Our main motivation is not to increase performance, since our batch size is already huge, so further increases would likely not improve throughput measurably.
Instead, our main motivation is flexibility - to allow our engine to dynamically regroup “objects” in any way it wishes, simply by reloading modest subsections of the IBO only (vertices in the VBO never need to move when they are all inside one VBO).
Why would we want to do this? Here is one possibility, for example. Imagine a cube/tetrahedron/icosahedron/opportunistic centered around the camera/viewpoint with the camera pointing through the center of one face (or through a vertex). This divides the universe into 6/8/20/more volumes, each containing the centroid of some subset of all [game/simulation] objects. The objects in several to many of these volumes are not visible given the direction the camera is pointing (and the field-of-view of the camera). The engine can simply NOT DRAW the objects in any portion of the IBO that corresponds to these invisible volumes.
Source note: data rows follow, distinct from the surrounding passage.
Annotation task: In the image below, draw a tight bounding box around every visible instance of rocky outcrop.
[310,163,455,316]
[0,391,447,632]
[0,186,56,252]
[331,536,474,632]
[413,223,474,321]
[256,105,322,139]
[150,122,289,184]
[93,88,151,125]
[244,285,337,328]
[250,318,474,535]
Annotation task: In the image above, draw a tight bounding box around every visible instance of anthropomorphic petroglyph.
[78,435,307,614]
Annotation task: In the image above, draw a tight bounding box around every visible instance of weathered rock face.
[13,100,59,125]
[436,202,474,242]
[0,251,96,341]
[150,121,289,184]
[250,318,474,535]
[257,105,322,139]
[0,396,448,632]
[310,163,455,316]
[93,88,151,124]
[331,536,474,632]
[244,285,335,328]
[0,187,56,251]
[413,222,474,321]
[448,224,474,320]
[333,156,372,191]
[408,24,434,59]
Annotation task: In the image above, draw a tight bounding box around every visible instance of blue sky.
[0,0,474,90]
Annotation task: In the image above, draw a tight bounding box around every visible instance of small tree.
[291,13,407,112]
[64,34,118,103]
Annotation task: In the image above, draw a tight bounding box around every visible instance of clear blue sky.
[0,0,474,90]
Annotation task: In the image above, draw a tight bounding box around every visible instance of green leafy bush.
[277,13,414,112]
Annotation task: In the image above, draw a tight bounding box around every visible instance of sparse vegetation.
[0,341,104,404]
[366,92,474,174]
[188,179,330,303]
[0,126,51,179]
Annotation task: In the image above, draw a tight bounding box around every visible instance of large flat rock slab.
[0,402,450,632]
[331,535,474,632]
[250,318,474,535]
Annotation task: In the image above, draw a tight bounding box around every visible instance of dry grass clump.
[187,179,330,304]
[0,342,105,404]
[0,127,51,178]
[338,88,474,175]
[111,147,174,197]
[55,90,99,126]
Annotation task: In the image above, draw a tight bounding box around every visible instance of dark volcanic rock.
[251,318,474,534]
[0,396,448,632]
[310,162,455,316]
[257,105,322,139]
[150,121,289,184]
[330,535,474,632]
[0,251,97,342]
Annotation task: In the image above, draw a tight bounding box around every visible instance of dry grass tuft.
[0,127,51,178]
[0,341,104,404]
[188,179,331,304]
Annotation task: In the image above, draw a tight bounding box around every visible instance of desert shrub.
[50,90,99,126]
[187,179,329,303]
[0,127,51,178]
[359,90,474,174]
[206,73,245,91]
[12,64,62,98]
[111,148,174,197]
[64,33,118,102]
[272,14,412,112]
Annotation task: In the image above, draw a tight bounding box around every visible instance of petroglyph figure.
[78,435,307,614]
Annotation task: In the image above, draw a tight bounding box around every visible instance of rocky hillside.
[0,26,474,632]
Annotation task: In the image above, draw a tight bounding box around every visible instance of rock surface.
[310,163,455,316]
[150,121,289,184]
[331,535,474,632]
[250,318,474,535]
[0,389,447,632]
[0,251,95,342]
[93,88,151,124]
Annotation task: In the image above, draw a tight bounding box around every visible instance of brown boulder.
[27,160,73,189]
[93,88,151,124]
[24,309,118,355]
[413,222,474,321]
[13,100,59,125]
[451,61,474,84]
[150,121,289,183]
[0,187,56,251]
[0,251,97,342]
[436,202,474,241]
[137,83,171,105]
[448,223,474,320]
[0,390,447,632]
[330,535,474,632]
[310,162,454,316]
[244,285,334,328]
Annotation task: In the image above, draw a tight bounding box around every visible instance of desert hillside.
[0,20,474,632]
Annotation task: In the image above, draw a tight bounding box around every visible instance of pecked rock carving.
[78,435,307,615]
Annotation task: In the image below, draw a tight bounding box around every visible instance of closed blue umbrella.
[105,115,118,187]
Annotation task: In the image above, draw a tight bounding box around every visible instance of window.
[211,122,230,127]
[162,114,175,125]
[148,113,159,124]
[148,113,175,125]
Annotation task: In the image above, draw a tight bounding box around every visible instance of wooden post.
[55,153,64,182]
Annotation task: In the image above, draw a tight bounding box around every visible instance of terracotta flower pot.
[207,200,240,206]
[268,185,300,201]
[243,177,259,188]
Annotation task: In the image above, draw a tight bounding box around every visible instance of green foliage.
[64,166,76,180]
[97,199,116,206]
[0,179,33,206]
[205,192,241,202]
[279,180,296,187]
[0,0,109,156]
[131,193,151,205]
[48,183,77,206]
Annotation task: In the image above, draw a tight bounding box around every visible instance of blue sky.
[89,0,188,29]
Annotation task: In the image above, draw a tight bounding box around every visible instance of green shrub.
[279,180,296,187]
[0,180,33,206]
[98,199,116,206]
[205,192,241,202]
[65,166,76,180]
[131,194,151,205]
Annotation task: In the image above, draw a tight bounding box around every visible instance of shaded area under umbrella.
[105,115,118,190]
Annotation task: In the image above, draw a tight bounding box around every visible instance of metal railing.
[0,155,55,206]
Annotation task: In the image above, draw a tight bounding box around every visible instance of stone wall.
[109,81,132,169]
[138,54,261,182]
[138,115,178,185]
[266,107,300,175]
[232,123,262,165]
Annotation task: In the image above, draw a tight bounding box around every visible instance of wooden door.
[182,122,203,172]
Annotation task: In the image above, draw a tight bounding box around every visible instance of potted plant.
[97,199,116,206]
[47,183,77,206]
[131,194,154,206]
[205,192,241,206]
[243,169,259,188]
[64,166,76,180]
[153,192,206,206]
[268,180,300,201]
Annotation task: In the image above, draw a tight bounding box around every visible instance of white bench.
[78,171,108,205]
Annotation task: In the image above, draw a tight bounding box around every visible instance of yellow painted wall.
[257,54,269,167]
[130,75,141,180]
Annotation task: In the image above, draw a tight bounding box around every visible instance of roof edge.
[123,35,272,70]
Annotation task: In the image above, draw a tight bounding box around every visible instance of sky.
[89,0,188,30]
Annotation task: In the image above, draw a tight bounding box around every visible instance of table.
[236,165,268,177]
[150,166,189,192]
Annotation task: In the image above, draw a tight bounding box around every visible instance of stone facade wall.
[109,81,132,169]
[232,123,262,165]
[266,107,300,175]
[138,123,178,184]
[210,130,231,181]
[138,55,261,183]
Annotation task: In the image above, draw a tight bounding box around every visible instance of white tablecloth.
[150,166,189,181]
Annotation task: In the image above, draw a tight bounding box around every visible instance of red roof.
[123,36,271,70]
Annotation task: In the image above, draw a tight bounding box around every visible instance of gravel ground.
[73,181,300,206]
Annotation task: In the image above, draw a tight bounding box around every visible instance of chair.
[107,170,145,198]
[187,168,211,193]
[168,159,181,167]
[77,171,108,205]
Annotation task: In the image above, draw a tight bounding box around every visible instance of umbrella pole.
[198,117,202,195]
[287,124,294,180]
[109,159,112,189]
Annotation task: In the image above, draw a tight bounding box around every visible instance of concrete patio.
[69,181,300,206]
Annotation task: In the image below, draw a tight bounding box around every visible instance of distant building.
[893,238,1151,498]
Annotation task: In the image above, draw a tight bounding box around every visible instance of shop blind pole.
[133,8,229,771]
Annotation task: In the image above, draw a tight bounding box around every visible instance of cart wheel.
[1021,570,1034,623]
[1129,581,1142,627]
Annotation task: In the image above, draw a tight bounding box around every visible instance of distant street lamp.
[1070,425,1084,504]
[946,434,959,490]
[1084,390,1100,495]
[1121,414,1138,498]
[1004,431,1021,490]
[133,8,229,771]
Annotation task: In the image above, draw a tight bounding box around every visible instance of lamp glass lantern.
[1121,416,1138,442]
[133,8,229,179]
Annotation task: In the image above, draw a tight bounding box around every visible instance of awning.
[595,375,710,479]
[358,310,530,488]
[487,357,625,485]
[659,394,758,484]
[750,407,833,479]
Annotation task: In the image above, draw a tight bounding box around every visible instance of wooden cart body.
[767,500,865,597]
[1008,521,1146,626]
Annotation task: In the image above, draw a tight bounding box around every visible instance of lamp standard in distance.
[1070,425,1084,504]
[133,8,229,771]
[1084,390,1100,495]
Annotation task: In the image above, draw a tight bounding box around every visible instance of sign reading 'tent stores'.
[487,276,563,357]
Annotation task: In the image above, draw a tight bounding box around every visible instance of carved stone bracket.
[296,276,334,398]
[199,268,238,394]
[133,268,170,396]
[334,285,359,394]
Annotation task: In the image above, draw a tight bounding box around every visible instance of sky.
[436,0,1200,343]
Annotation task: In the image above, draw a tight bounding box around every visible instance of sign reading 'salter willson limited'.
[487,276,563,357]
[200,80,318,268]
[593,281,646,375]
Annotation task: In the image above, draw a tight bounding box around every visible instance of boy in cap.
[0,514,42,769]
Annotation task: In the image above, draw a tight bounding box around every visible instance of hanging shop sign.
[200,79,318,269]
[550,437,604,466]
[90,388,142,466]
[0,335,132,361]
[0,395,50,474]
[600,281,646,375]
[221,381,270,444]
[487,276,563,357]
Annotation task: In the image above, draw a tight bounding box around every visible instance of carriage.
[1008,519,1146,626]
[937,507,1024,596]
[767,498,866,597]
As objects move around in the environment from frame to frame, zero to a few objects will pass from one volume into another volume on each frame. The object can be removed from one volume and put into another simply by moving the object indices from one section of the IBO to another (and recompacting the “from” section of the IBO).
This is just one of several opportunities we find interesting, none of which work without switching to a single huge IBO/VBO pair. Any ideas and comments are welcome.